Prosecution and public safety

Windham County State's Attorney Steve Brown said he recalls two cases in the last few years that he successfully prosecuted that dealt with two head shops, one in Brattleboro and one in Bellows Falls, that were selling “legal highs” that included bath salts.

The result of those cases was “education” as to what they were selling: that the drug is “not for human consumption, no matter what it says on the label,” and that it is illegal to sell anything as a product for someone “to get high” on, he said.

He said those stores no longer sell the products. He said his office has prosecuted five cases or fewer involving bath salts in the past 10 years.

Street names such as “meow meow” and a dozen others are associated with the product compound name on the websites The Commons was able to discover. Websites claim to be laboratory research suppliers, plant-food supply stores, and online head shops selling “legal highs.”
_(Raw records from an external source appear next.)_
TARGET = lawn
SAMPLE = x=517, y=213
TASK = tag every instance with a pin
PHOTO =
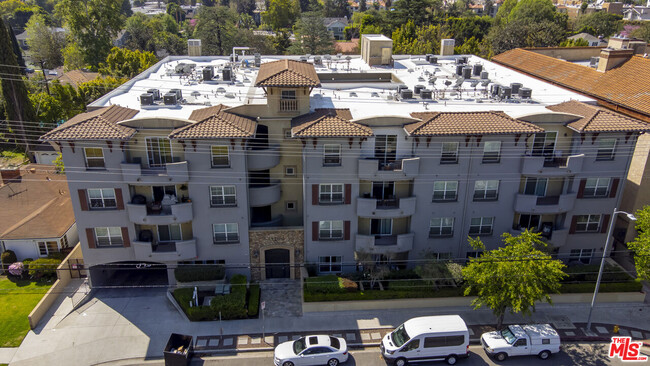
x=17, y=299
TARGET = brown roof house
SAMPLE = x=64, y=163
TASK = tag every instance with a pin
x=36, y=218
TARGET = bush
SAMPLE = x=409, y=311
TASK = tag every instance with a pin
x=43, y=267
x=199, y=273
x=253, y=300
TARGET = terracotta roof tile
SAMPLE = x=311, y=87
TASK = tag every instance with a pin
x=287, y=73
x=100, y=124
x=215, y=122
x=627, y=85
x=467, y=123
x=327, y=122
x=598, y=119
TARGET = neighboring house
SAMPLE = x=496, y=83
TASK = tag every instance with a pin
x=316, y=168
x=336, y=26
x=36, y=216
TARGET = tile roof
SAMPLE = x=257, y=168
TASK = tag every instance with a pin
x=288, y=73
x=35, y=205
x=598, y=119
x=627, y=85
x=100, y=124
x=215, y=122
x=325, y=122
x=467, y=123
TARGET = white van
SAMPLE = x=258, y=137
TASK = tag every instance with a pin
x=427, y=338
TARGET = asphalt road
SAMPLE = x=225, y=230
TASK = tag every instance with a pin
x=591, y=354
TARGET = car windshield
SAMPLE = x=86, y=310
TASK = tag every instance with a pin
x=400, y=336
x=508, y=336
x=299, y=345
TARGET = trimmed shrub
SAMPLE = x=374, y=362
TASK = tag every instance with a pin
x=253, y=300
x=193, y=273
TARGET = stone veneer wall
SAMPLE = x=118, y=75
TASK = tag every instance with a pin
x=261, y=239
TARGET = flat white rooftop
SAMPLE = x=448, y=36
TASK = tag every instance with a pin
x=347, y=82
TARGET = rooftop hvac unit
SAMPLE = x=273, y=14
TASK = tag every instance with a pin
x=406, y=94
x=146, y=99
x=155, y=93
x=525, y=93
x=467, y=72
x=476, y=69
x=170, y=98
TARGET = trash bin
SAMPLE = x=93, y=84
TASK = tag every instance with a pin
x=178, y=350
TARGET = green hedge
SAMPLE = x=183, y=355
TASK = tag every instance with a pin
x=191, y=273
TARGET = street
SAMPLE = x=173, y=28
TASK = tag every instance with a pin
x=592, y=354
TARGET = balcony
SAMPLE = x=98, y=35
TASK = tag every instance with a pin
x=376, y=170
x=384, y=244
x=552, y=166
x=392, y=208
x=262, y=159
x=134, y=173
x=545, y=205
x=165, y=251
x=160, y=215
x=264, y=195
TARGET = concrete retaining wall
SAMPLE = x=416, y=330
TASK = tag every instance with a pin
x=313, y=307
x=64, y=276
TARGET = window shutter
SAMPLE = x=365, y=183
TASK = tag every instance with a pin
x=90, y=234
x=119, y=199
x=574, y=223
x=346, y=230
x=125, y=237
x=348, y=194
x=314, y=194
x=613, y=188
x=603, y=226
x=314, y=231
x=581, y=188
x=83, y=199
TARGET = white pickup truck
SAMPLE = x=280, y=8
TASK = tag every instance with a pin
x=521, y=340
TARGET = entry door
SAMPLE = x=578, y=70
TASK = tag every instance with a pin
x=277, y=263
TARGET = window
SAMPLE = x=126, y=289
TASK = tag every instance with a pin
x=223, y=196
x=108, y=236
x=331, y=154
x=587, y=223
x=225, y=233
x=606, y=149
x=481, y=226
x=491, y=151
x=329, y=264
x=486, y=190
x=449, y=153
x=581, y=255
x=441, y=226
x=102, y=198
x=596, y=187
x=445, y=190
x=220, y=156
x=330, y=230
x=94, y=157
x=330, y=193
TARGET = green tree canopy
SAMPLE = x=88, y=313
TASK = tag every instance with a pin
x=513, y=277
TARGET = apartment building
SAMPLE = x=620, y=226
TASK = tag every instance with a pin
x=268, y=163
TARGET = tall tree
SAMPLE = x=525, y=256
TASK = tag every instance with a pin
x=19, y=111
x=513, y=277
Retail sites were sourced out of Korea, the U.S., United Kingdom, Malaysia, Portugal, Cameroon, Ukraine, Turkey, and China.

“It's a huge public safety issue,” Brown said. “It's important if the public cares about this issue and they know of places selling or anyone who is using bath salts, then law enforcement needs to be notified and kept abreast of what is out there.”

“These are challenging cases at times,” he said. “But we do prosecute and had long-term success” prosecuting.